Hugh wanted to mention the three Nu Delta thugs, but he wisely restrained himself. "All right," he said stubbornly, "I won't bring Einstein around here again, and I won't bring Parker either. But I'll see just as much of them as I want to. My friends are my friends, and if the fraternity doesn't like them, it can leave them alone. I pledged loyalty to the fraternity, but I'll be damned if I pledged my life to it." He got up and started for the door, his blue eyes dark with anger. "I hate snobs," he said viciously, and departed.
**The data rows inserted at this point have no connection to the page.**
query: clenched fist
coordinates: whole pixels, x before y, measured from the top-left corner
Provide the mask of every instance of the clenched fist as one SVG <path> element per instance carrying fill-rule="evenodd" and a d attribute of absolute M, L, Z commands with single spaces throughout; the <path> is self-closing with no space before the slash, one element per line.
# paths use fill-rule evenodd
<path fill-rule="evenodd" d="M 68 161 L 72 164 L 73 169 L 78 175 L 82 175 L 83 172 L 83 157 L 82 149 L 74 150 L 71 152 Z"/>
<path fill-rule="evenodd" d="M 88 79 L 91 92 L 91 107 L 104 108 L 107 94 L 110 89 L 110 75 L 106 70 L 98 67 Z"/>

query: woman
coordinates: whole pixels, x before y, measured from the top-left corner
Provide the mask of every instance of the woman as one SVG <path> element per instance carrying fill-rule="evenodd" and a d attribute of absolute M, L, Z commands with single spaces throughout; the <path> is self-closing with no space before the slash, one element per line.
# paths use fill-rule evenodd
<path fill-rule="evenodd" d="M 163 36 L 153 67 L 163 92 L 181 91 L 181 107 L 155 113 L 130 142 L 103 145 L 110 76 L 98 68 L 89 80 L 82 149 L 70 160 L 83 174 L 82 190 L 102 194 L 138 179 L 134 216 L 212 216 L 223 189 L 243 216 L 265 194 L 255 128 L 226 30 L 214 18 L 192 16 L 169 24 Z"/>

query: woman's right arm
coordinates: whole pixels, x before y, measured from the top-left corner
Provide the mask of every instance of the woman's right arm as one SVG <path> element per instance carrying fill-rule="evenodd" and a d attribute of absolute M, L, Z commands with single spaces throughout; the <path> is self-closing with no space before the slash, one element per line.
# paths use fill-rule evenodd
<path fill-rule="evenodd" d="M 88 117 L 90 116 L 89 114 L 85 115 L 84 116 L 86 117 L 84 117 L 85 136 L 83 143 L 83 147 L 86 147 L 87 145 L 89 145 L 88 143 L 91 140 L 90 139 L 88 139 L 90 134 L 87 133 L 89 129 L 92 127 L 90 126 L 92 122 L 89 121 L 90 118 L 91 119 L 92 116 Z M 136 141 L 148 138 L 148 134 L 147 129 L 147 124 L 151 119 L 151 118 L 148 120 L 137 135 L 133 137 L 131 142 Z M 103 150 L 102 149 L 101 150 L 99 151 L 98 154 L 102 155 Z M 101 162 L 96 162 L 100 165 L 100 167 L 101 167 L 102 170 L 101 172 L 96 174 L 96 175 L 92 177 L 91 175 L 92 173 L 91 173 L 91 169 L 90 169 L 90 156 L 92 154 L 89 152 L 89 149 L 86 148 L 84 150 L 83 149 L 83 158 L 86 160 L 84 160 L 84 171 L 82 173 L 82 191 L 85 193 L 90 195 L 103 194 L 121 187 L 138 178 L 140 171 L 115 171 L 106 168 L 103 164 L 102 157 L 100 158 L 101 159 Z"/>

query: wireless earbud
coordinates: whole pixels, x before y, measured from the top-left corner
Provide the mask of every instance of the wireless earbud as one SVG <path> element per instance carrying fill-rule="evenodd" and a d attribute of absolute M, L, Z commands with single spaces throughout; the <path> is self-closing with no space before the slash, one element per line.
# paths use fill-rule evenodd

After rushing season was over, he rarely entered that fraternity house, chumming mostly with Carl, but finding friends in other fraternities or among non-fraternity men. He was depressed and gloomy, although his grades for the first term had been respectable. Nothing seemed very much worth while, not even making his letter on the track. He was gradually taking to cigarettes, and he had even had a nip or two out of a flask that Carl had brought to the room. He had read the "Rubaiyat," and it made a great impression on him. He and Carl often discussed the poem, and more and more Hugh was beginning to believe in Omar's philosophy. At least, he couldn't answer the arguments presented in Fitzgerald's beautiful quatrains. The poem both depressed and thrilled him. After reading it, he felt desperate—and ready for anything, convinced that the only wise course was to take the cash and let the credit go. He was much too young to hear the rumble of the distant drum. Sometimes he was sure that there wasn't a drum, anyway.
He was particularly blue one afternoon when Carl rushed into the room and urged him to go to Hastings, a town five miles from Haydensville.
"Jim Pearson's outside with his car," Carl said excitedly, "and he'll take us down. He's got to come right back—he's only going for some booze—but we needn't come back if we don't want to. We'll have a drink and give Hastings the once-over. How's to come along?"
"All right," Hugh agreed indifferently and began to pull on his baa-baa coat. "I'm with you. A shot of gin might jazz me up a little."
Once in Hastings, Pearson drove to a private residence at the edge of the town. The boys got out of the car and filed around to the back door, which was opened to their knock by a young man with a hatchet face and hard blue eyes.
"Hello, Mr. Pearson," he said with an effort to be pleasant. "Want some gin?"